E ancora l’impennata mostruosa di vittime fino alle foto e ai video coi camion militari che portavano le bare verso lontani inceneritori... Le spiritosaggini infami: «Clamorosa rivelazione della Nasa: su Marte c’era la vita. Prima che arrivasse un turista di Nembro». I messaggi del sindaco Claudio Cancelli, tutte le sere a tutti i cittadini su tutti i numeri fissi e tutti i cellulari, perché non si sentissero abbandonati. L’ultima telefonata, l’ultima, di un padre e una figlia nella lingua cara: «Delia, quando riet?» (Delia, quando vieni?) «Pode mia, edet di parec le in giro te?» (Non posso, vedi dei parenti lì in giro tu?) «No ghe nighu. Ma quando riet?» (No, non c’è nessuno, ma quando vieni?) «Amò du de.» (Ancora due giorni.) «Alura me te salude perché so dre che more, ma fa mal tot.» (Allora ti saluto perché sto morendo, mi fa male tutto).


L’angoscia intima dello stesso autore, inchiodato dal lockdown lontano da Nembro e dall’anziana mamma José reclusa, sola, nella casa da dove ogni giorno gli raccontava il cortile sotto la finestra: «È morta la mamma del Rudi. Nel cortile accanto è morto l’Angelì. E il Firlo è sempre in ospedale, non sappiamo nulla...»

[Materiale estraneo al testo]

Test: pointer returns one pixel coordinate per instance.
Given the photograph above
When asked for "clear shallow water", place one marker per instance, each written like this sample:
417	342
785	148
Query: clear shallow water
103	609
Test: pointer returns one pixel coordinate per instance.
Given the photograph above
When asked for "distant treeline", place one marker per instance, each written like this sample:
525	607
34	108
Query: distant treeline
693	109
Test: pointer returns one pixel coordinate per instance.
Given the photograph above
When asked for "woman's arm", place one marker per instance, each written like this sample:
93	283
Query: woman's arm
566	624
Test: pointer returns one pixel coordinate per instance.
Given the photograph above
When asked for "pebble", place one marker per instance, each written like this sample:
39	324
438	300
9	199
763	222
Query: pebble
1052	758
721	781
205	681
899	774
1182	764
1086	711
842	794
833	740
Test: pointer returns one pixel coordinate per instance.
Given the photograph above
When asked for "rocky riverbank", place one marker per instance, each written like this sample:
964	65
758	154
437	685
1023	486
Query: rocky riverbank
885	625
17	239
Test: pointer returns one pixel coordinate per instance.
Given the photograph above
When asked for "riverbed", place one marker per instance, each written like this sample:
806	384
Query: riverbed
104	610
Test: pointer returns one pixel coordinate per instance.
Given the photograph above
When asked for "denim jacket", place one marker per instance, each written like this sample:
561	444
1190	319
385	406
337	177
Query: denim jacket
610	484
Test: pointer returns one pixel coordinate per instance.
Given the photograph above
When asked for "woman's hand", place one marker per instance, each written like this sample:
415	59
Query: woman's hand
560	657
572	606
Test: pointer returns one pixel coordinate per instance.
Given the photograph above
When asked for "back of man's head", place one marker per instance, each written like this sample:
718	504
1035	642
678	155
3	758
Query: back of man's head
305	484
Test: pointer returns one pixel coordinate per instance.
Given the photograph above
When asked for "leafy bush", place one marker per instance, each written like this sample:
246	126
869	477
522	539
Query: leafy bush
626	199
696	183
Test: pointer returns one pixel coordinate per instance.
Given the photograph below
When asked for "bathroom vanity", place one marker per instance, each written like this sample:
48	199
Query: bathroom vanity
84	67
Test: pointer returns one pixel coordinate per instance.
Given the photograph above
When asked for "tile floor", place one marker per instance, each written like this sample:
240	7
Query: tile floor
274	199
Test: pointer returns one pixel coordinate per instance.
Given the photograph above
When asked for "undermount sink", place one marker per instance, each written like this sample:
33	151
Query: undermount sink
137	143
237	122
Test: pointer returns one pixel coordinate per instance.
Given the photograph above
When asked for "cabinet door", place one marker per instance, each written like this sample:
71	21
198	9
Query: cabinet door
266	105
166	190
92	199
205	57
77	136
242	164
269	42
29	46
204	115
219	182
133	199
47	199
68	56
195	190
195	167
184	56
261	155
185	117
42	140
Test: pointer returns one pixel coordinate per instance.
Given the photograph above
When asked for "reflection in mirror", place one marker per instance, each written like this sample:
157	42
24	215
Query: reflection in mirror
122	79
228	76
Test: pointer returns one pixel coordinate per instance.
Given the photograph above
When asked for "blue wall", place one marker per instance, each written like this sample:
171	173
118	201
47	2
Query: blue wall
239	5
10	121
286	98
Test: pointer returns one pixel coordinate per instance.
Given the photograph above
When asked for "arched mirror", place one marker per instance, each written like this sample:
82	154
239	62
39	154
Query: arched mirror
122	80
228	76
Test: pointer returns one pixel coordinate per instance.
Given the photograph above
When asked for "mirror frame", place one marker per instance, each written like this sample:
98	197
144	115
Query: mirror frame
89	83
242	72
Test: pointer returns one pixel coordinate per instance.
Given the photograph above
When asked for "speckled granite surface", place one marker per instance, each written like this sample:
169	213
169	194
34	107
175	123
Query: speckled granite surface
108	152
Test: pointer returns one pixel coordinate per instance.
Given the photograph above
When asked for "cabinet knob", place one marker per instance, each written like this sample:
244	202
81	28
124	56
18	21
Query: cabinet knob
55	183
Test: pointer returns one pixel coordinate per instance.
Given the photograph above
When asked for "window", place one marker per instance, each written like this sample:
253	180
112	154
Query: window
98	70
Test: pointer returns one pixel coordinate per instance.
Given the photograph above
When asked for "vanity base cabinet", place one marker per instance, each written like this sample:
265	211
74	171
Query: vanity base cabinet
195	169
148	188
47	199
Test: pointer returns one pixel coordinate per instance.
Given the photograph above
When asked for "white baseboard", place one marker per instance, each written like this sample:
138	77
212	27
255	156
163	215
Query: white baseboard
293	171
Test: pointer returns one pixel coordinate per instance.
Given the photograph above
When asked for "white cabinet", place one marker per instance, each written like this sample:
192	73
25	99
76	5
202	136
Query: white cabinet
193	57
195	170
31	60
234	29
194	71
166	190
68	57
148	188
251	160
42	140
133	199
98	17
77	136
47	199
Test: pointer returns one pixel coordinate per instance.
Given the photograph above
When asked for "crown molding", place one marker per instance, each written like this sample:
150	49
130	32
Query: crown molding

Un mondo intero racchiuso in quelle 188 vite. Ciascuna delle quali aveva un suo spazio, un suo ruolo, un su rapporto d’affetto coi paesani. Alfredo Criserà, «detto “Jair” per la carnagione scura come il campione dell’Inter di Herrera» con la quale segnò un gol lampo due minuti dopo l’esordio. Silvio Adobati che era stato un gregario di Fausto Coppi e a fine carriera si era inventato il Dancing Europa dove un giorno, oh meraviglia!, portò a suonare i Camaleonti. E «ol Gioanel», Francesco Giovanelli, «un cristo di uomo possente, massiccio, un omaccione, sopracciglia nere folte», che regolava il traffico e vedeva tutto come se avesse «occhi anche nella nuca». «Scorro l’elenco dei sommersi del 12 marzo... Sono dodici! Due hanno lo stesso nome: Giuseppe Pezzotta. Uno del 1930, l’altro del 1939. L’omonimia mandò in tilt l’ufficio necrologi dell’Eco di Bergamo» che nel più crudele dei mesi, di annunci mortuari, arrivò a pubblicare tredici pagine.


Dormono, dormono sulla collina... «Il sabato fu il capolinea di Marino Novelli, 75 anni, vigile volontario. Piovesse, nevicasse, o tirasse vento, ogni mattina si metteva il giubbino d’ordinanza e raggiungeva le strisce pedonali di piazza Libertà per regolare il traffico e far attraversare la strada ai bambini della scuola primaria. Le tasche erano piene di caramelle da distribuire a chi gliele chiedeva, a novembre offriva caldarroste. Conosceva i nomi di tutti gli alunni...».